Keep us posted. That sucks about the perforated leather but can't beat the price.


----------



## OGMIDWEST

cashmoneyspeed said:


> Keep us posted. That sucks about the perforated leather but can't beat the price.


......for the price I'm OK with it all.....if the quality is decent it's all good. REAL LEATHER UNDER A STACC....You can't lose&#55357;&#56838;


----------



## newyork64

you ever get your covers back ?


----------



## CoupeDTS

Damn even 300 for each bench for real leather is a good price. Most places charge that for vinyl.


----------



## OGMIDWEST

newyork64 said:


> you ever get your covers back ?


Next week !


----------



## OGMIDWEST

True $tory....


CoupeDTS said:


> Damn even 300 for each bench for real leather is a good price. Most places charge that for vinyl.


----------



## OGMIDWEST

Finally paid online this morning total was actually $357.00 $hipped...I thought the coupon code for My 50% was not working.?.. ?...Da Fug ? Turns out My Android device is not able to make purchases on a secure site......Wifey did it at the office for Me today...good Girl , Daddy is happy now !!!


----------



## OGMIDWEST

Got Email a day ago ...shipping My Leather bacc Monday. We will see so far they are proving most reviews correct. Slow process for sure, website says days think more in weeks or a few months.

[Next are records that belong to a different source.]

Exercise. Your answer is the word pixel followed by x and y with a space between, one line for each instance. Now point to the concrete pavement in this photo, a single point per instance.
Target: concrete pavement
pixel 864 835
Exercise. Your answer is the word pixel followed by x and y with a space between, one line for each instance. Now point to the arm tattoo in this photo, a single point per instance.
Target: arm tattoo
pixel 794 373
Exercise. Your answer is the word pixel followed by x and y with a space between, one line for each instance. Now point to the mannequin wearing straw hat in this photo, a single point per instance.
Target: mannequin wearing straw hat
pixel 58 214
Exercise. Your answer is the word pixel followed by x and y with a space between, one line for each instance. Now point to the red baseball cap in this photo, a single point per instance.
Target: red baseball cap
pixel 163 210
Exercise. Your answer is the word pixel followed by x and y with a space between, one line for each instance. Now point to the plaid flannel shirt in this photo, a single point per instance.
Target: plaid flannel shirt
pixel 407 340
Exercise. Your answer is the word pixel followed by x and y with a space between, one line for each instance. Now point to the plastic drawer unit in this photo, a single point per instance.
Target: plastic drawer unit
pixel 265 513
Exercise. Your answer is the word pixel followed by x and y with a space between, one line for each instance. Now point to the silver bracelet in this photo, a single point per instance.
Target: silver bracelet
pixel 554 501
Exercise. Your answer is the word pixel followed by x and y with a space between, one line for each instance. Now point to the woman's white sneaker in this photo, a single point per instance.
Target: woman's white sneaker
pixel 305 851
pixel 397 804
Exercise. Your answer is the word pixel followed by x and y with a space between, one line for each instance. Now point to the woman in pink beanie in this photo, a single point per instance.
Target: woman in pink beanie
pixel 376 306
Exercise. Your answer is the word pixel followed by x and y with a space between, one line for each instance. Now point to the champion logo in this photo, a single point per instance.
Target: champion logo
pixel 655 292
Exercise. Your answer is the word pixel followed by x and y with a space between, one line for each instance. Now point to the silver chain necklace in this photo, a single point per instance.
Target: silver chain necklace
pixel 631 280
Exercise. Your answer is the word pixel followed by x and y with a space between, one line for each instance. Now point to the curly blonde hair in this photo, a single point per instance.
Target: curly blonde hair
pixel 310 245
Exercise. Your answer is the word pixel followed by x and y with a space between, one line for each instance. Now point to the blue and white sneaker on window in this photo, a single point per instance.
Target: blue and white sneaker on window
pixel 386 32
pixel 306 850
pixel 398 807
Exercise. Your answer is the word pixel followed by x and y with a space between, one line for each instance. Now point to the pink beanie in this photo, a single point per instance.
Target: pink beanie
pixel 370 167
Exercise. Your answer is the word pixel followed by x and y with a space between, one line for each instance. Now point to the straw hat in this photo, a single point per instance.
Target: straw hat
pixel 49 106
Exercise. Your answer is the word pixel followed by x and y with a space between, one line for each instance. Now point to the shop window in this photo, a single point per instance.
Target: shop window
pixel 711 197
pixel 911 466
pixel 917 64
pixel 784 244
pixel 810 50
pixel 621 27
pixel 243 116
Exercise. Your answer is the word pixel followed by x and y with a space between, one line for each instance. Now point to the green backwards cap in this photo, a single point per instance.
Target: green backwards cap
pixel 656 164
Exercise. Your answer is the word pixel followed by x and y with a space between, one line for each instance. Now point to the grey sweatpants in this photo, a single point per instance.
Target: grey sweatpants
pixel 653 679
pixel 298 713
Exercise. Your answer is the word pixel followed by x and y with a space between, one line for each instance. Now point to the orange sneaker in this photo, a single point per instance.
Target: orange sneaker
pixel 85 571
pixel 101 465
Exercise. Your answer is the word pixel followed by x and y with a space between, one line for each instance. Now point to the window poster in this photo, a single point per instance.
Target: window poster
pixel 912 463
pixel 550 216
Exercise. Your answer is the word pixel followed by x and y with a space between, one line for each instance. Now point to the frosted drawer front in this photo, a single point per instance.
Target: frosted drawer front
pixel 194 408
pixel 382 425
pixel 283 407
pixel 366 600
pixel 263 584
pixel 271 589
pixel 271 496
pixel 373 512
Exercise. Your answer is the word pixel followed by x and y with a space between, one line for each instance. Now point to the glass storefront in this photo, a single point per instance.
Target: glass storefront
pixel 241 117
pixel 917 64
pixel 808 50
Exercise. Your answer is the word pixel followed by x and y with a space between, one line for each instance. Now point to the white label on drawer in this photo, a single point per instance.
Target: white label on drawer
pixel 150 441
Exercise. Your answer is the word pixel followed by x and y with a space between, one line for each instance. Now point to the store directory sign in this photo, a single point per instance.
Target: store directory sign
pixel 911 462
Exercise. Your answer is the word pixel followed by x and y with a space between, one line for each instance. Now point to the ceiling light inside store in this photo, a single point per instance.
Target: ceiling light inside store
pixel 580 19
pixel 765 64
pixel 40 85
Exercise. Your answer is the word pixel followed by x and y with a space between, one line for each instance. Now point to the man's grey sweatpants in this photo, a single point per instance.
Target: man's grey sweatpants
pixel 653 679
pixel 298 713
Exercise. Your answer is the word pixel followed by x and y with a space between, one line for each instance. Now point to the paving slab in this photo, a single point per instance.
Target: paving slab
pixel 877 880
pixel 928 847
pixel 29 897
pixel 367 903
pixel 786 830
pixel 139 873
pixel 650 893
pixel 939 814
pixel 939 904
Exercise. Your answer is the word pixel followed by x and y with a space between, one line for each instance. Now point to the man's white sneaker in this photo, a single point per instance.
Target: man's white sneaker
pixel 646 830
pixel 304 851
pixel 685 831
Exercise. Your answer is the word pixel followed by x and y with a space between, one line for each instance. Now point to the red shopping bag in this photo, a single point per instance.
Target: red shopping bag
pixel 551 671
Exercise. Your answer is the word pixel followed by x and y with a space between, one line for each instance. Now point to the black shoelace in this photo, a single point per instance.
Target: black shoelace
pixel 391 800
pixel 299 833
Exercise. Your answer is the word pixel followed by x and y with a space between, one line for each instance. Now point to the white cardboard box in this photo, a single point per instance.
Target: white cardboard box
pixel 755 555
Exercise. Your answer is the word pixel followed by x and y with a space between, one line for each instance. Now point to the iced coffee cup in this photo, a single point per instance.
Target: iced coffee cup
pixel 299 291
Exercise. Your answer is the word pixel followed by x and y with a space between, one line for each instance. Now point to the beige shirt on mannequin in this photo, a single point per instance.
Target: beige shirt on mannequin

For the price how can I complain, right ?


----------



## newyork64

nice can't wait to see i just sent mine to them also


----------



## OGMIDWEST

newyork64 said:


> nice can't wait to see i just sent mine to them also
> View attachment 1958481


Hell yeah...50% Off N.Y. cant beat it.......Dammit I wanted to send some Caprice Landua interior out there just to get the 50% off....I am getting another one........one day.


----------



## OGMIDWEST




----------



## newyork64

yeah can't beat it i sent them my door panels also asked for diamond stitch on the seats all black since I'm painting the car a grey type of color now if i could find a good price auto body place out here lol

reds gonna look good bro keep me posted on fitment


----------



## OGMIDWEST

newyork64 said:


> yeah can't beat it i sent them my door panels also asked for diamond stitch on the seats all black since I'm painting the car a grey type of color now if i could find a good price auto body place out here lol
> 
> reds gonna look good bro keep me posted on fitment


........I wanted My doors done too, but these fuccs are so slow. I am going to try and buy enough material to have them done locally.


----------



## newyork64

really they had mine for about 2 weeks already and I'm getting kinda inpatient but yours look good so that keeps me with high hope you installed already ? show off playa !!!!


----------



## OGMIDWEST

newyork64 said:


> really they had mine for about 2 weeks already and I'm getting kinda inpatient but yours look good so that keeps me with high hope you installed already ? show off playa !!!!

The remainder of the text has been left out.